MPs pass no-trust motion against Rajapakse

Published November 17, 2018
Colombo: Police escort Sri Lanka’s parliament speaker Karu Jayasuriya (top-right, in black and gold) as aides hold up cushions to protect him and themselves from projectiles thrown by rival legislators in the assembly hall on Friday. Sri Lanka’s political crisis escalated with the sacked prime minister demanding his job back shortly after passing another no-confidence motion against his controversial successor amid unprecedented rioting in parliament.—AFP            Report on Page 14
Colombo: Police escort Sri Lanka’s parliament speaker Karu Jayasuriya (top-right, in black and gold) as aides hold up cushions to protect him and themselves from projectiles thrown by rival legislators in the assembly hall on Friday. Sri Lanka’s political crisis escalated with the sacked prime minister demanding his job back shortly after passing another no-confidence motion against his controversial successor amid unprecedented rioting in parliament.—AFP Report on Page 14

COLOMBO: Sri Lanka’s political crisis escalated on Friday with the sacked prime minister demanding his job back shortly after passing another no-confidence motion against his controversial successor amid unprecedented rioting in parliament.

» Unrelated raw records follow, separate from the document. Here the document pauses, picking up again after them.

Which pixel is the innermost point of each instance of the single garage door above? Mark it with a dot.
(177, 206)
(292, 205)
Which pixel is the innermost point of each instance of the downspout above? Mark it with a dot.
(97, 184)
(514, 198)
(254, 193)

The Indian Ocean nation has been paralysed since October 26 when President Maithripala Sirisena sacked Ranil Wickremesinghe as premier and replaced him with former strongman Mahinda Rajapakse.

With a second no-trust vote against Rajapakse on Friday despite raucous scenes that involved his supporters throwing chilli powder at their opponents, Wickremesinghe demanded the restoration of status quo prior to October 26.

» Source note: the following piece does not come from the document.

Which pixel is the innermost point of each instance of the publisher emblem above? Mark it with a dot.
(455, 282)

“Let the status quo come back,” he told Colombo-based foreign correspondents at his Temple Trees residence where he remained holed up after refusing to accept his sacking three weeks ago. “The country needs stability. That is the main issue.”

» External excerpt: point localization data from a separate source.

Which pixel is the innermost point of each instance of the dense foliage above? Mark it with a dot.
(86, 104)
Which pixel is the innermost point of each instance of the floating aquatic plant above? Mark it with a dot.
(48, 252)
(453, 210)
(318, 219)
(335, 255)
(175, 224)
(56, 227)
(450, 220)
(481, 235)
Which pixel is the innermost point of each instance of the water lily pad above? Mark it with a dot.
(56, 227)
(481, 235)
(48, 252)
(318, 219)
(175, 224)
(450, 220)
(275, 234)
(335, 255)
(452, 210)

He said he was also ready to work with Sirisena despite their bitter personality clash that triggered the unprecedented constitutional crisis last month. There was no immediate comment from Sirisena.

On Friday speaker Karu Jaya­suriya was blocked from taking his chair for almost an hour by a group of legislators backing Rajapakse. Finally, Jayasuriya entered the red-carpeted chamber protected by dozens of unarmed officers and parliamentary staff.

Rioting MPs took away the ornate ceremonial chair, but staff carried in an ordinary office chair as a replacement.

However, rioters grabbed that chair too, breaking it into pieces that were then used as projectiles to attack rivals and police.

A former parliament staffer said Fri­day’s scenes were never seen before. British High Commissioner James Dauris echoed international concern over violence in Sri Lanka’s parliament, a legacy from British colonial rule that ended in 1948.

“Sri Lankans have again seen deplorable behaviour by some MPs, unbecoming of them and of their noble institution,” Dauris said on Twitter. “No parliament can perform its role when its own members stop it from doing so.”

Standing in a corner with a human shield of khaki-clad constables, the speaker, in his usual black and gold robes, used a wireless microphone to take a voice vote on a revised no-confidence motion against Rajapakse.

Rajapakse lost a similar vote on Wednesday, but refused to step down saying that the vote was not taken properly.